Though it can’t quite be declared a Tribeca discovery, the scattered Güeros has a breakneck, devil-may-care attitude, though it’s less confined into a story line like Zero Motivation. It won the best debut film award at Berlin in February and a Special Jury Mention for best new narrative filmmaker at this festival.

Director Alonso Ruizpalacios self-consciously and self-effacingly paints a polyglot portrayal of Mexico in glowing black and white. (The film additionally won a prize here for cinematography.) It’s about 20 to 30 minutes too long to sustain its adrenaline rush, but it’s alive with personality and humor to spare. It’s also one of the more successful homages to the French New Wave, in its own manner, without coming off as an intellectualized imitation. Characters address the camera about what type of movie they are stuck in, the tone shifts from scene to scene, and the focus jumps from one idea to the next. It’s playful in the spirit of Truffaut’s Shoot the Piano Player.

Like many American films that premiered here, Gabriel, filmed locally in New York, doesn’t quite gel. The camera lingers a little too long in its close ups, though there’s little tension onscreen. Still in his twenties, Gabriel (Rory Culkin) returns to live with his family after a stint at a mental health facility. A man/child who demands attention, he doesn’t fully understand that he can’t get away with threatening suicide, running away in the middle of the night, or breaking and entering into someone’s apartment. Whether he admits it or not, he manipulates everyone, though his mother has read every self-help book she can in order to calm her son. He goes by Gabe, so whatever you do, don’t call him Gabriel; only two people can do that: his father, who committed suicide, and a girl he knew from years past, whom he searches for to marry. In the process, the movie depicts a world where a young woman answers the door to a stranger wearing nothing but a towel and a key to a locked door is easily found underneath the doormat.
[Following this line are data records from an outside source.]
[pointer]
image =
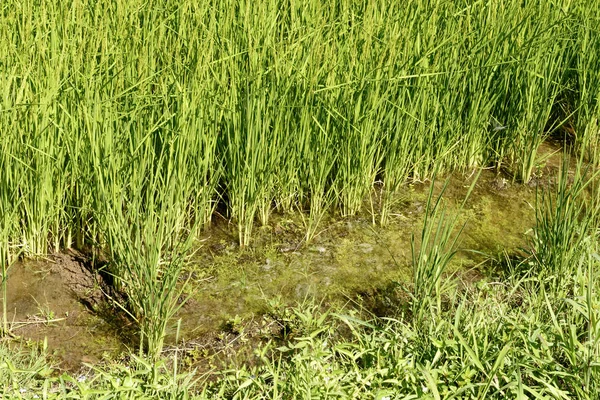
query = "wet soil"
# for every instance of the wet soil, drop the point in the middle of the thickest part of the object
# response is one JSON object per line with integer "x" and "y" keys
{"x": 59, "y": 300}
{"x": 350, "y": 261}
The most glaring contrast between the foreign-made films and most of the New York–based works in the competition is the overall strength of the cast, from the lead roles down to the one-scene cameo. Here, the Americans lack consistency. For his second film set in the streets of Brooklyn, director Keith Miller (Welcome to Pine Hill) fails to set his cast at ease in Five Star. Most of his actors are very self-conscious, and left to improvise, they repeat themselves. We’ve seen the story before, too: 17-year-old John, raised by his single mother, wants street cred and so becomes the protégé of a local small-time dealer, while searching for the truth about his father’s violent death. You can fill in the rest. The strained interactions aren’t helped by the sofa-bound direction: walk in, sit, and talk.
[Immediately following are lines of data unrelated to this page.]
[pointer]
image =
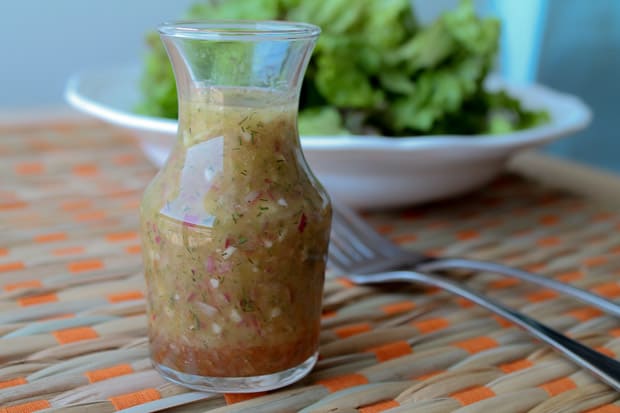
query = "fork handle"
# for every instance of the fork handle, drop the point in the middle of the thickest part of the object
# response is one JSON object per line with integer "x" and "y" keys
{"x": 606, "y": 368}
{"x": 461, "y": 263}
That said, one surprise of the festival has been the ensemble of X/Y, as 20- or 30-something New Yorkers looking for a connection lasting more than a tryst in a bar bathroom. The candid movie’s themes certainly don’t break new ground, but it’s the most convincing of the American films that are up for awards. The cast uniformly delivers strong performances, including America Ferrera (far away from Ugly Betty); Fruitvale Station’s Melonie Diaz; the film’s director, Ryan Piers Williams (and Ferrera’s real-life husband, playing her onscreen dumped partner); and Common. Williams is a rarity, a director who can not only act but does so with skill. He’s a credible leading everyman.